TDWI Upside - Where Data Means Business

Q&A: As Emoji Use Grows, So Does Need for Analysis

A long-time expert in legal investigations discusses the growth of emojis and the need for tools to separate emojis from messages for analysis.

Whether we use them or disdain them, we're all familiar with emojis -- those little shorthand digital images for expressing an emotion or idea. More than six billion emojis are sent each day, according to Joe Sremack, CEO of Boxer Analytics and author of the book Big Data Forensics -- Learning Hadoop Investigations.

Given that growing volume, investigators and others delving into message content need a way to search and manage this new form of communication. "It's amazing how pervasive emojis have become," says Sremack, who is a fifteen-year veteran of the IT and investigations industry, where he has served as an analyst and expert witness on high-profile corporate crime investigations and civil litigation. "This is no longer the domain of teenagers. ... You can't look at social media and mobile device data without seeing emojis."

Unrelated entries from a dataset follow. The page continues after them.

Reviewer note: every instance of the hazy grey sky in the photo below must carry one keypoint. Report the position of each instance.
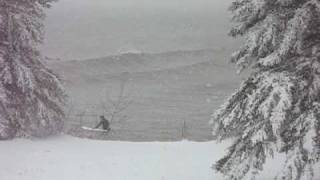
(79, 29)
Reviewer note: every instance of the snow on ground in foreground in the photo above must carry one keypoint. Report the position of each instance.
(70, 158)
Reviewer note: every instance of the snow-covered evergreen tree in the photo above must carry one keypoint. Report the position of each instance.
(31, 97)
(277, 109)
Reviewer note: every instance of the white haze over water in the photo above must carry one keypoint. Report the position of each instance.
(80, 29)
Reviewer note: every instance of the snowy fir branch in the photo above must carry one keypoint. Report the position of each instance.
(277, 108)
(31, 95)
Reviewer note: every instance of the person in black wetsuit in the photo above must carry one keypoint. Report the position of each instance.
(104, 123)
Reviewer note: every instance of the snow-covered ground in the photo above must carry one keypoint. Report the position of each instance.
(70, 158)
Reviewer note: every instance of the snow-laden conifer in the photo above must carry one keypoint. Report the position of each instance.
(31, 96)
(277, 109)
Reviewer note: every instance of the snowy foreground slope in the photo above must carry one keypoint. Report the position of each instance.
(69, 158)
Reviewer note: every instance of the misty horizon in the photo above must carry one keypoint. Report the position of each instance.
(90, 29)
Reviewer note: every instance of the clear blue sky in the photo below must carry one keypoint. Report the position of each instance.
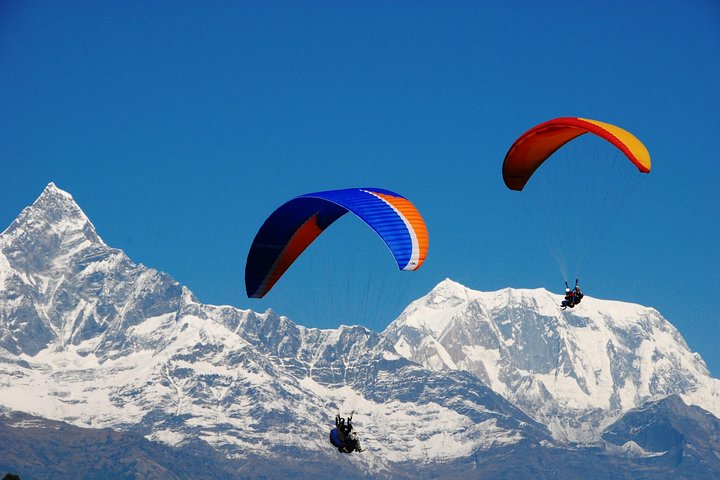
(179, 126)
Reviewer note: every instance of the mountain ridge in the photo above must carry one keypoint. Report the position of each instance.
(91, 338)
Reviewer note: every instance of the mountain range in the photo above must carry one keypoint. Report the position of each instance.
(98, 350)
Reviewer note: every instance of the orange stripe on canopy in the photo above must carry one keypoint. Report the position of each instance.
(540, 142)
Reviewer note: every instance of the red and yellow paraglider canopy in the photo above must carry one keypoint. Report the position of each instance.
(537, 144)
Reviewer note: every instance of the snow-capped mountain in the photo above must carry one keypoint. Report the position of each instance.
(91, 338)
(461, 381)
(575, 371)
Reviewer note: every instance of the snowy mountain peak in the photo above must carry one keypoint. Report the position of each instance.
(60, 284)
(53, 219)
(558, 365)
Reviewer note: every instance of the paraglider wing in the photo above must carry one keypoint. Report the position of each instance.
(537, 144)
(296, 224)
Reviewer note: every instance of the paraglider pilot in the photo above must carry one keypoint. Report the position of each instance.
(343, 437)
(572, 297)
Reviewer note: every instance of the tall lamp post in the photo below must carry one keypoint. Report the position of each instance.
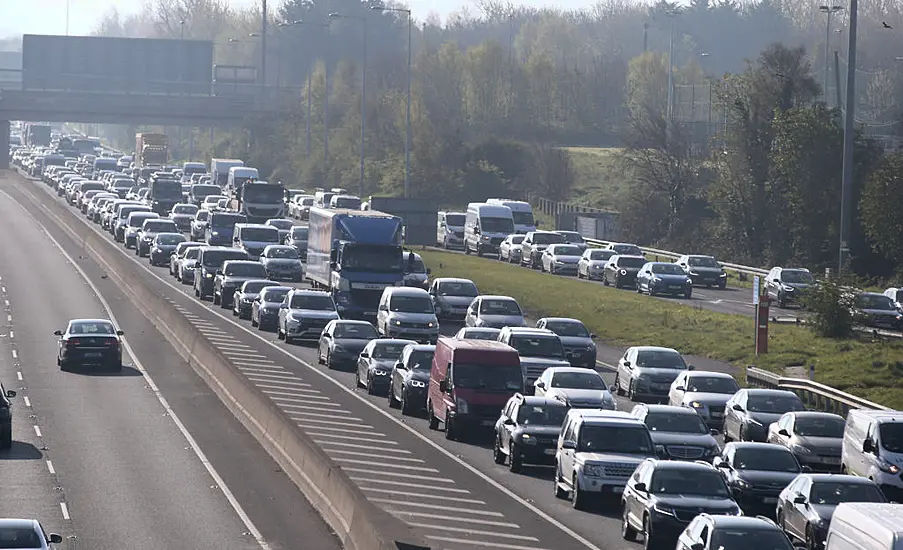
(363, 21)
(407, 133)
(829, 11)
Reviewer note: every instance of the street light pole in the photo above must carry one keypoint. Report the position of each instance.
(846, 195)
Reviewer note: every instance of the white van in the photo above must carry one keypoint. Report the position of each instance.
(485, 227)
(866, 526)
(522, 213)
(873, 448)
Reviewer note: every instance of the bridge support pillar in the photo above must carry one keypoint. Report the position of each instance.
(4, 144)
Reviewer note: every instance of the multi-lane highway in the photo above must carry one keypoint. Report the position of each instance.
(452, 493)
(145, 459)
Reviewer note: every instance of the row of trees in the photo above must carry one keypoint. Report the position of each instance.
(495, 96)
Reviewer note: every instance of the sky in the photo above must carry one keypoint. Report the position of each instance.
(49, 16)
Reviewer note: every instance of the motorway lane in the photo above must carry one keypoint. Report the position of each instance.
(127, 475)
(452, 492)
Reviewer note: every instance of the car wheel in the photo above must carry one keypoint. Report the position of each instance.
(628, 533)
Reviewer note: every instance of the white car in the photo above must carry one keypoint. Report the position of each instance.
(26, 534)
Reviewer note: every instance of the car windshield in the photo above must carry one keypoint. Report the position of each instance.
(421, 360)
(629, 262)
(189, 209)
(170, 240)
(411, 304)
(355, 331)
(259, 234)
(254, 287)
(548, 238)
(312, 301)
(771, 403)
(538, 346)
(388, 351)
(274, 295)
(91, 327)
(20, 537)
(488, 377)
(680, 481)
(891, 435)
(769, 458)
(873, 301)
(285, 252)
(578, 380)
(749, 539)
(797, 276)
(245, 270)
(712, 384)
(499, 307)
(660, 359)
(832, 493)
(568, 328)
(667, 269)
(614, 439)
(566, 251)
(601, 255)
(541, 415)
(281, 224)
(819, 426)
(675, 423)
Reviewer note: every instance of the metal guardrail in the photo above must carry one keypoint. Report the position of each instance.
(815, 396)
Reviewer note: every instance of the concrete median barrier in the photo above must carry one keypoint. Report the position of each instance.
(359, 524)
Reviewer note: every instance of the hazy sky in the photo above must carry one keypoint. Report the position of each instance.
(49, 16)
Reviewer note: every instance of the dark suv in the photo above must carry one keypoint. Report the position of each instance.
(663, 496)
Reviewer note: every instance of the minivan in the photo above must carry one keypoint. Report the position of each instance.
(873, 448)
(470, 382)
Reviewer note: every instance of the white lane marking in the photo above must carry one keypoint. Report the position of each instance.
(394, 492)
(470, 542)
(375, 408)
(399, 466)
(403, 476)
(220, 482)
(395, 483)
(438, 507)
(371, 448)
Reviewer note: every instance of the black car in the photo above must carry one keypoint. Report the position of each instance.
(6, 418)
(749, 412)
(662, 497)
(806, 505)
(90, 342)
(527, 431)
(410, 378)
(342, 341)
(757, 473)
(162, 247)
(244, 296)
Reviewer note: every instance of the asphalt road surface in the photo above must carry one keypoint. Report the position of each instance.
(451, 492)
(105, 459)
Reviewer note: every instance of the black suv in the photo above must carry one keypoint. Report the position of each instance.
(757, 473)
(527, 431)
(6, 418)
(663, 496)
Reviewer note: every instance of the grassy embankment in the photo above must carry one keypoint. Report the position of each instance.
(869, 369)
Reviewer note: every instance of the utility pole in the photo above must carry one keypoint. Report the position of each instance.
(846, 196)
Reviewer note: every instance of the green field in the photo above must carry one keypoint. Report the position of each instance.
(873, 370)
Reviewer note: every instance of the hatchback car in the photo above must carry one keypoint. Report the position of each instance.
(89, 342)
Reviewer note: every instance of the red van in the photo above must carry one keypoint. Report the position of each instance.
(470, 383)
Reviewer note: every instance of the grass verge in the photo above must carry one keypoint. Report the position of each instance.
(873, 370)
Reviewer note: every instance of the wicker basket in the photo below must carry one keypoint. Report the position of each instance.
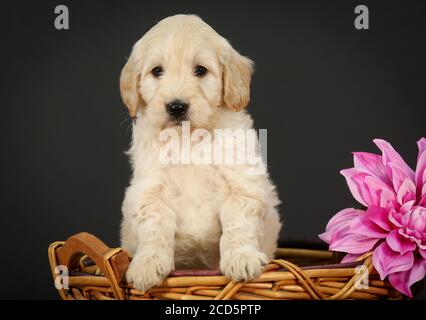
(98, 272)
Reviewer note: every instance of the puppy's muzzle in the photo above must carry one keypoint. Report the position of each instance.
(177, 109)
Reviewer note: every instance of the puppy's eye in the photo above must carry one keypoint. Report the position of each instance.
(200, 71)
(157, 71)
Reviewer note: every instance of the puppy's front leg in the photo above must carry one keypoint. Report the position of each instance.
(155, 225)
(242, 229)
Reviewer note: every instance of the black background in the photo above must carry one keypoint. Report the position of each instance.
(322, 89)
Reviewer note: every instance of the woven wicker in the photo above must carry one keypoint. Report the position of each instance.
(98, 272)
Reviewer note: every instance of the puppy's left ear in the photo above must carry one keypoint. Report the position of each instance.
(129, 86)
(237, 72)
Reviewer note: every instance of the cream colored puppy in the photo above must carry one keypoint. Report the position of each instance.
(188, 215)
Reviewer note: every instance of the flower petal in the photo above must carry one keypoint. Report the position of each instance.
(381, 194)
(399, 243)
(387, 261)
(379, 216)
(349, 175)
(367, 189)
(364, 226)
(350, 258)
(406, 192)
(390, 155)
(351, 243)
(372, 164)
(420, 176)
(341, 221)
(398, 175)
(402, 281)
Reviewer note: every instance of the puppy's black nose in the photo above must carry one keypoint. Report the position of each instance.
(177, 109)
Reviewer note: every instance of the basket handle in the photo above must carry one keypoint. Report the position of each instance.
(112, 262)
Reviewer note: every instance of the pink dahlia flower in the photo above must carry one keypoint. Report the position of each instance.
(393, 226)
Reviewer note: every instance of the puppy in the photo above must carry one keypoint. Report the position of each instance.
(191, 216)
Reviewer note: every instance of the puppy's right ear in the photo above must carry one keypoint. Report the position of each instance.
(129, 86)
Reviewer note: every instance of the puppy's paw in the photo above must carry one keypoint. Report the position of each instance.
(243, 264)
(148, 271)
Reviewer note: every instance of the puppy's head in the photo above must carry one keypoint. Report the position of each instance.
(182, 69)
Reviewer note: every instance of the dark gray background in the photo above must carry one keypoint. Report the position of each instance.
(321, 88)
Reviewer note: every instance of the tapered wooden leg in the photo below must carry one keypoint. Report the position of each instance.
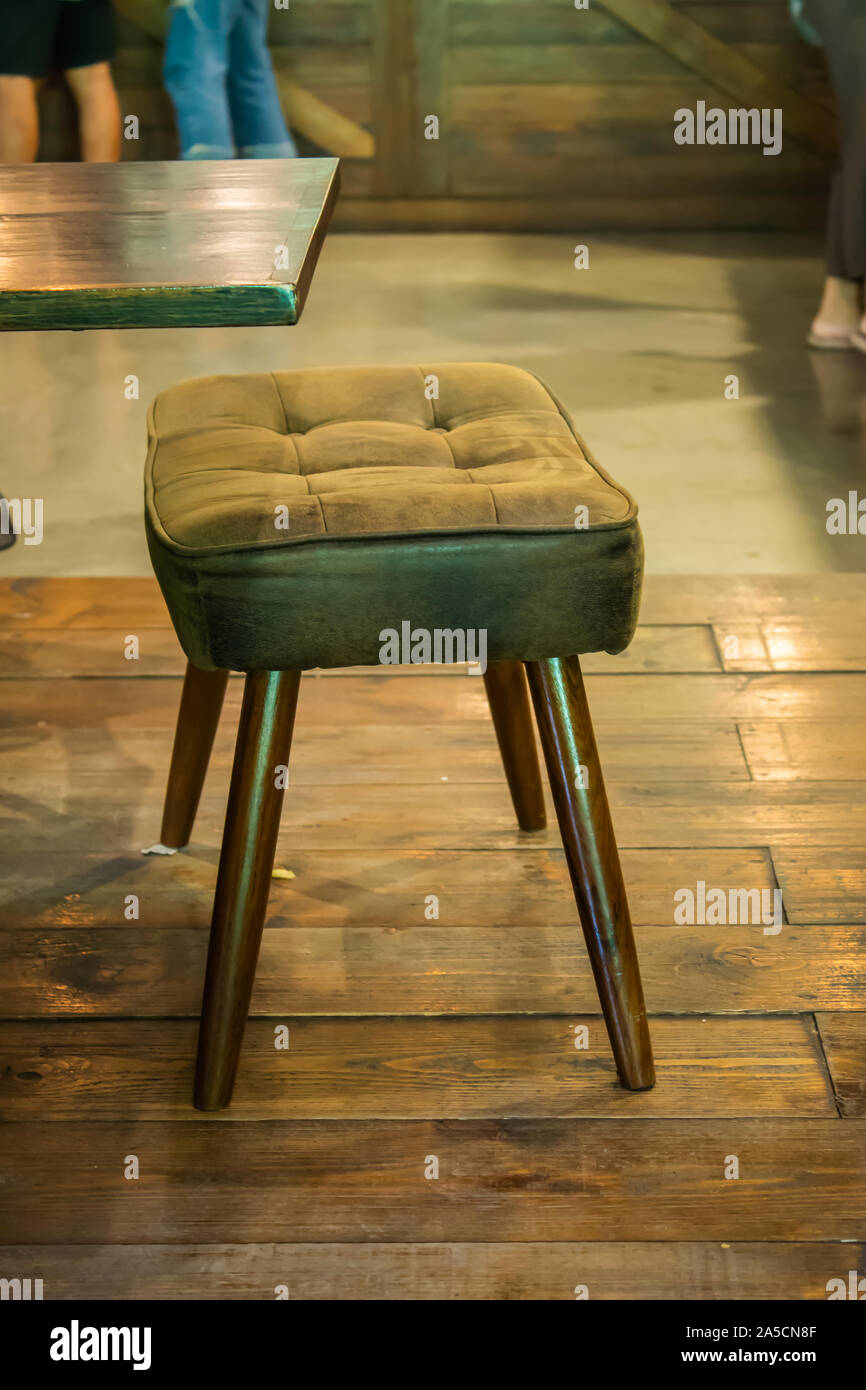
(594, 863)
(249, 841)
(198, 720)
(509, 701)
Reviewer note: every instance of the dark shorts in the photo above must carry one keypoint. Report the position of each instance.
(38, 36)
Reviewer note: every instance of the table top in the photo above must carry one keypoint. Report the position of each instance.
(161, 245)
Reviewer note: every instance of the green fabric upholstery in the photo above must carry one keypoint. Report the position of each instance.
(452, 512)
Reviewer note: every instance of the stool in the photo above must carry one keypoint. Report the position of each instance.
(296, 519)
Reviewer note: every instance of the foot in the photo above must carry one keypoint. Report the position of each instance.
(840, 313)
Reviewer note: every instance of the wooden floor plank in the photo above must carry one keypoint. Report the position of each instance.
(52, 653)
(844, 1041)
(520, 887)
(401, 1068)
(823, 884)
(477, 1271)
(81, 602)
(816, 749)
(506, 1180)
(145, 972)
(666, 599)
(426, 699)
(823, 601)
(651, 815)
(371, 752)
(793, 645)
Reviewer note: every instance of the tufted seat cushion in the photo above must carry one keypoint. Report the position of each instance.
(292, 516)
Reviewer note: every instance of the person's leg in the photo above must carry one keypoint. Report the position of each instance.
(841, 25)
(18, 120)
(27, 41)
(195, 70)
(99, 113)
(84, 49)
(257, 120)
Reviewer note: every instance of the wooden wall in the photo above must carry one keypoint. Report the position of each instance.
(549, 117)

Because emojis can contain critical information -- indicating ideas ranging from affirmation to sarcasm to violent threats -- Sremack's company offers attorneys and investigators, his primary market, the ability to pull emojis from messages for sorting and analysis.

"Old methods for finding critical evidence in data sets of tens and hundreds of millions of documents, such as keyword searches, do not yield results when working with emojis," Sremack says.

Fifteen years ago, most of his work dealt with analyzing emails and document files captured from laptops, desktop computers, and servers. Now, he focuses instead on large-scale data sets for investigating Ponzi schemes, stock option backdating, mortgage-backed securities fraud, and intellectual property theft.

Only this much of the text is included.